Police patrolling the highways are mainly concerned about escorting VIPs through their jurisdiction. These law enforcers have little care for curbing reckless driving until accidents happen in their areas.
Every time there is an accident involving pedestrians or slow-moving vehicles on highways, locals blockade the road and demand speed breakers.
At times, villagers rough up RHD officials for the latter's move to remove illegal bumps from highways.
Thousands of speed breakers -- illegal and authorised -- now dot the 20,735km of national highways. Those slow traffic, increase fuel consumption, and encourage setting up of roadside shops.
Amid chaos in the transport sector and increasing number of deaths and injuries on roads, 78,495km of classified rural roads are also getting speed breakers. According to an RHD web information, around every 1.9 km of road network in the country, the density of population stands at 1,000. Human activities on roads are therefore inevitable.
Sheikh Mujibur Rahman, chairman of the parliamentary standing committee on communications ministry, told The Daily Star recently that the practice of putting up unauthorised speed breakers on national highways must stop.
He said reckless driving is the main cause of such initiatives by the people living along highways.

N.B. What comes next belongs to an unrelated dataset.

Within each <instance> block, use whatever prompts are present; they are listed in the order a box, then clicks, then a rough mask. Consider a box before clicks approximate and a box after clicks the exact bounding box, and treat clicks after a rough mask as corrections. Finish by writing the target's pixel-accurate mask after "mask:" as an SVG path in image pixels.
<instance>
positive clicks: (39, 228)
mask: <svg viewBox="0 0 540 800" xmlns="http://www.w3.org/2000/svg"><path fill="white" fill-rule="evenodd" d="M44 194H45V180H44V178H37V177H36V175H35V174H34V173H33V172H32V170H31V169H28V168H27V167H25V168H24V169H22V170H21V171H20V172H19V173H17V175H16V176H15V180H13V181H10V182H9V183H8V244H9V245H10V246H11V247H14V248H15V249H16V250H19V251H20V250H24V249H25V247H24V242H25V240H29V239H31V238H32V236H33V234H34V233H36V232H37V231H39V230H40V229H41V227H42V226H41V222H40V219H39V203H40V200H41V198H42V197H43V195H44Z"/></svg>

"Bulk of the professional drivers migrated to other countries, leaving a vacuum in the sector which is being filled up by amateurs," Rahman, also a lawmaker from Satkhira-1 constituency, said.
"When I go to Satkhira from Dhaka, I have to cross 151 speed breakers, wasting a lot of time and energy," he said.
Rahman added that the process of issuing driver's license, and policing on highways must be upgraded to tackle the situation.
Arifin Rahman, RHD superintendent engineer of Dhaka Circle, said there is no provision for speed breakers on inter-district highways.
"Speed breakers are not a remedy. We need to discipline the sector with awareness raising campaigns, and enforcement of laws."
"This trend defies all rules of road communications, and it is a blatant outcome of callousness and chaos gripping our road transport system," Rahman added.
"Throughout the country there is a tendency to build shops and bazars by highways. For development of the country, we need to have proper highways with proper signs, and a special force to intercept law-breakers and hand out punishment," said the official.
The problem is aggravated by vehicle operators. Most drivers joining the booming road-transport sector come from rural backgrounds; literacy, even the ability to write their own name, is rare.
They learn to drive from unqualified driving instructors offering cheap lessons, and assuring them of licences. And those ill trained drivers soon start driving on roads.